The Columbo method
Jul 20, 2015
If you're of a certain age, you'll remember the well-known and much-loved TV show Columbo, starring Peter Falk as a bumbling and dishevelled detective who always got his man (or woman) in the end. As formulaic as the show was, it was a formula that worked: the murderer was revealed early on in the episode, and then the dramatic tension would come from the way in which Columbo managed to reveal the truth.
He would follow up anything that didn't look right, no matter how small — from a paperweight on the wrong side of the desk to a turn of phrase that was just slightly misplaced. He asked apparently stupid questions all the time too, much to the annoyance of the perpetrator of the crime, and on top of this he was relentlessly persistent: each killer was given no time to rest or relax as Columbo turned up the heat.
Columbo is sadly off the air now but we can adapt some of the LA detective's methods in figuring out issues with software: querying small details and anything that looks out of place can lead to exposing major issues (in this case the killers we're trying to catch are bugs in the code).
Consider the $125 million Mars Climate Orbiter probe, which NASA lost in 1999 — this major mishap happened because engineers failed to convert from English to metric measurements before launching the probe. That may sound like a relatively insignificant detail but it wrecked the whole mission, and you can be sure it's not something Columbo would have let slide had he been on the launch team.
From the Wikipedia page on the mission: "The discrepancy between calculated and measured position, resulting in the discrepancy between desired and actual orbit insertion altitude, had been noticed earlier by at least two navigators, whose concerns were dismissed."
The 5 Whys method sums up the kind of iterative, Columbo-like questioning method that's required to troubleshoot and resolve failure: keep asking 'why?' until you reach the root cause of the issue. Changing things around based on guess work, 'fiddling with the knobs' to see what happens, getting something into a working state and then hoping it holds, or just buying a bigger server — all of these approaches will doom you to a life of perpetual firefighting without resolving the underlying issues.
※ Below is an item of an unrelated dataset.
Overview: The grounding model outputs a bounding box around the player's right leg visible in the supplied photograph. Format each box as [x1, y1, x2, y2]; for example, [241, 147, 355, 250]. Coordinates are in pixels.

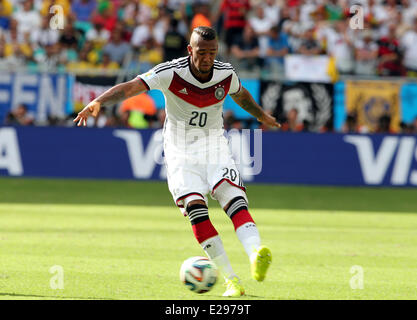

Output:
[213, 180, 272, 281]
[185, 200, 245, 297]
Fixing things properly requires the right culture and the right approach, whether you're solving crimes in California or getting code into the best state it can be. Columbo's focus on "one more thing" would often get to the heart of a case through the tiniest of inconsistencies in an alibi or a murder scene — and while we don't have to catch murderers we like to take the same thoroughness in our approach to spotting bugs and fixing failures.